Governo "não pode" entregar versão final do PEC

O ministro da Presidência manteve hoje que Portugal não ficou vinculado a medidas do PEC e frisou que o Governo está agora impossibilitado de entregar a versão final deste programa.

A posição de Pedro Silva Pereira foi assumida em conferência de imprensa, na primeira reunião do Conselho de Ministros após o pedido de demissão do primeiro-ministro, José Sócrates, ao Presidente da República, Cavaco Silva.

Interrogado sobre se o Governo português vinculou o país a medidas que constavam na proposta de PEC rejeitada quarta-feira no Parlamento, o ministro da Presidência negou a existência de compromissos a esse nível.

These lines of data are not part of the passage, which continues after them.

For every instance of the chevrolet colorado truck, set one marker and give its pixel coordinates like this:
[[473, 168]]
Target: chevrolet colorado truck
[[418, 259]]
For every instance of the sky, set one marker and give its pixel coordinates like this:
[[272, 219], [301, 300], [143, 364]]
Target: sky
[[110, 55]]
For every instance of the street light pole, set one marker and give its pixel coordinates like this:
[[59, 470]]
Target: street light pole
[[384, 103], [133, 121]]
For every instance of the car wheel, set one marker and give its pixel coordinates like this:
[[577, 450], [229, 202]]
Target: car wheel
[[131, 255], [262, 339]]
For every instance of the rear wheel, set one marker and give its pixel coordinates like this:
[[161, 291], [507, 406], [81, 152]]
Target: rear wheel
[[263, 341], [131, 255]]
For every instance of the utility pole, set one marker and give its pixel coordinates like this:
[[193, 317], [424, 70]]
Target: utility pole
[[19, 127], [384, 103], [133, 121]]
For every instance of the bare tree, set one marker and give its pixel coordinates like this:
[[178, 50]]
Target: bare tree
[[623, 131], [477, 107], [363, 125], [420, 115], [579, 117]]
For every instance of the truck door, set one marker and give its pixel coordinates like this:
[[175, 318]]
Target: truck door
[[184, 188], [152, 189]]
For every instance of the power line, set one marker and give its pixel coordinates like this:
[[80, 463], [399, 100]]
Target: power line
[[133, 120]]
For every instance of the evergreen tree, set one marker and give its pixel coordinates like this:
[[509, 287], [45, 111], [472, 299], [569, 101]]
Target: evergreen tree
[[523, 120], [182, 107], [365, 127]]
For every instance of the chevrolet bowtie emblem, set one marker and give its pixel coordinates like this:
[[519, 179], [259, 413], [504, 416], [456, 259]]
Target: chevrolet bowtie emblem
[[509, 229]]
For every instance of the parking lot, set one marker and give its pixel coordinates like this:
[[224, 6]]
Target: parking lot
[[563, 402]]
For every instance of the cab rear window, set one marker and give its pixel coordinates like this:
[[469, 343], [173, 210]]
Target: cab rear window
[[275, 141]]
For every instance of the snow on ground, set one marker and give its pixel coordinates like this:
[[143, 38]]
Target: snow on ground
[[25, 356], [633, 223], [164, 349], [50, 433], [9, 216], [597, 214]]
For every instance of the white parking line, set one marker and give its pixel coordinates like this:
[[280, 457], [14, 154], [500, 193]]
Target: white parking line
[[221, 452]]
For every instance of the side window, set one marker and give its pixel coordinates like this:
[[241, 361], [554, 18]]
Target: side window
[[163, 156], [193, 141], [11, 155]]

De acordo com a versão do ministro da Presidência, a Comissão Europeia já esclareceu "todas as dúvidas" sobre se o Governo português apresentou ou não compromissos irreversíveis no âmbito do PEC.

"O Governo apresentou em Bruxelas as linhas gerais e as principais medidas do PEC", programa que "deveria entregar na sua versão final em Abril, como todos os países membros da zona euro. Que fique claro que Portugal não fez a entrega da versão final do PEC e, desse ponto de vista, não existe qualquer vinculação por parte do Estado Português", sustentou Pedro Silva Pereira.

Na sequência da crise política, Pedro Silva Pereira referiu que, nas actuais circunstâncias, "o Governo está agora impossibilitado [de proceder à entrega da versão final do PEC] visto que o Parlamento, na quarta-feira, em função de uma coligação da extrema-esquerda parlamentar e da direita portuguesa, votou no sentido de inviabilizar o PEC".